The FTSE 100 may have been dragged lower by index heavyweights on Tuesday morning, but there was a sense some calm had been restored to markets after a bruising few sessions.
While the immediate fallout from the SVB collapse may have been contained for now, the edginess around the banking sector isn’t helped by the latest revelations from Credit Suisse as it identified material weaknesses in reporting controls.
AJ Bell investment director Russ Mould said: “It may have been a ‘technical’ issue according to the Swiss bank but in the current environment and given the company’s recent sketchy track record, investors were hardly in a forgiving mood.
“Asian markets played catch up with the market chaos overnight, with the weakness hitting HSBC, but Wall Street saw fairly stable trading last night.
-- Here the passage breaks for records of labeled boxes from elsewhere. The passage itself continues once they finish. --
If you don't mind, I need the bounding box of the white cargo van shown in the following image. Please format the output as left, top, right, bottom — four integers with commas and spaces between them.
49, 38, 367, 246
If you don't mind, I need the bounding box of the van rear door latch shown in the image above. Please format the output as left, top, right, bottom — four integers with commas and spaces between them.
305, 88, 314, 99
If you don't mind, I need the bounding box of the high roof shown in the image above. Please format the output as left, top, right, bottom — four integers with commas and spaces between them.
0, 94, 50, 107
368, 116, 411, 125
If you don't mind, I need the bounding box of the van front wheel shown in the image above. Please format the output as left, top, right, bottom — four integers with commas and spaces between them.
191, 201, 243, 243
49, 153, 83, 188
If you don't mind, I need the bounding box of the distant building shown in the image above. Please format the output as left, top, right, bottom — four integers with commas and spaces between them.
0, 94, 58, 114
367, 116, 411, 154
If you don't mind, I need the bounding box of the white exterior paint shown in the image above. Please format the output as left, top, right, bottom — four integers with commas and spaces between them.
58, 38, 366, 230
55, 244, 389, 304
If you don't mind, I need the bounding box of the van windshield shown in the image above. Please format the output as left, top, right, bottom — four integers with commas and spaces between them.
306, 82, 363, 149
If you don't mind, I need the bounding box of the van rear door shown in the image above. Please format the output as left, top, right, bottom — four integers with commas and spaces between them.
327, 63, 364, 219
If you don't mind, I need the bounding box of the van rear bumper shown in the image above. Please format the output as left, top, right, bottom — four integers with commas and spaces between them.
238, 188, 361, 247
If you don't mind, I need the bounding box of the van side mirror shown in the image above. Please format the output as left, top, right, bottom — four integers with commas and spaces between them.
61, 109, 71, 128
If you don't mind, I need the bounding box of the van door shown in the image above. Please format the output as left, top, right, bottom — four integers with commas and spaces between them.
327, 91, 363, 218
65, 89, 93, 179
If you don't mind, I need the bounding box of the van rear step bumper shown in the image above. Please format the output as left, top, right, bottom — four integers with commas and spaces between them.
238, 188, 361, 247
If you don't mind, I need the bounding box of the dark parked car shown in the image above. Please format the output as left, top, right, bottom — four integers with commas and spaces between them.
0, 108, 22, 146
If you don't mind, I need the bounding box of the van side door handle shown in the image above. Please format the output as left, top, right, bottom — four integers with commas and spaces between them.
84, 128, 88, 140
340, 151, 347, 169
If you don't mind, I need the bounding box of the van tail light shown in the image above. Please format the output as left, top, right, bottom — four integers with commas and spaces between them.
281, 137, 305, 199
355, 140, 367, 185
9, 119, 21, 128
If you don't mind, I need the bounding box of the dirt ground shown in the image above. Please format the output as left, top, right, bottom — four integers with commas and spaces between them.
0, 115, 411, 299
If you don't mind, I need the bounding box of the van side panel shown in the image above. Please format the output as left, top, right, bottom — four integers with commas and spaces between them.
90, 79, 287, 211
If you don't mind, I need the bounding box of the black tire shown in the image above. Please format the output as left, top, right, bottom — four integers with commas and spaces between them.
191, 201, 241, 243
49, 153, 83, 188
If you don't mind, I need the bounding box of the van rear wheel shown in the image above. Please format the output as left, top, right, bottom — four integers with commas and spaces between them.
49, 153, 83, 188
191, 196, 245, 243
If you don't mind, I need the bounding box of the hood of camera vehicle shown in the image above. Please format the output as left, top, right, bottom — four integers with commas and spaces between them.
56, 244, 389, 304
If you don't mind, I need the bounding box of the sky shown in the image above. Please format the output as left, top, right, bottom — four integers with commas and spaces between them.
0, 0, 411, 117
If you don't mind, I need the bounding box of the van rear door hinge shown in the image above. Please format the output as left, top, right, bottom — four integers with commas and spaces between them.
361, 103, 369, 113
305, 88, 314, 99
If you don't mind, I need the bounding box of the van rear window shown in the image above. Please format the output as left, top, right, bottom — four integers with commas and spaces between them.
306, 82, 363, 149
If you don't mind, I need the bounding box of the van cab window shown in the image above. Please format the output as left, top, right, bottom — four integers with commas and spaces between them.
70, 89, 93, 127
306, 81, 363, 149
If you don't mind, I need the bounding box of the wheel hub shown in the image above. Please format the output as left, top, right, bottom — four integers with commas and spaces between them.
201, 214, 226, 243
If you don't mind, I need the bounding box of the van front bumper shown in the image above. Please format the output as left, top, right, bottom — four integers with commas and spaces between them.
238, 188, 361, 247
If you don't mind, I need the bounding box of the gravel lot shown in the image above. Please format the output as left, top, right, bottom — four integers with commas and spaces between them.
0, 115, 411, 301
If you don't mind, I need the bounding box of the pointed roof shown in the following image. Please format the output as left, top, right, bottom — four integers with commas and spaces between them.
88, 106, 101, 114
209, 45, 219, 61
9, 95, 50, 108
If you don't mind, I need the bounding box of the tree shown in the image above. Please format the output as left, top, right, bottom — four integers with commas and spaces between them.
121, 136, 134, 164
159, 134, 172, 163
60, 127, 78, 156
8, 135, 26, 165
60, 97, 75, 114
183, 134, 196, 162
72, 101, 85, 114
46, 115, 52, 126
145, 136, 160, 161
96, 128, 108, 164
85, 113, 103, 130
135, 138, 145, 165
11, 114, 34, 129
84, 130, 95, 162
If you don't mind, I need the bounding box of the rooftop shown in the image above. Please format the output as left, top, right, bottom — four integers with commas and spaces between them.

Whether the relative calm will survive the latest print of US inflation later is an open question.
“Given expectations have been ratcheted back for interest rate increases amid concern the current rate hiking cycle is starting to break things in the financial system, the markets, the Federal Reserve and politicians will be desperate to see an easing of inflationary pressures.
“If inflation comes in ahead of expectations, volatility is likely to pick up once again as investors look ahead to the Fed’s meeting on 22 March. In advance of tomorrow’s UK Budget, Centrica gave a boost to the country’s energy security by developing a plan to extend the life of two of its nuclear power stations.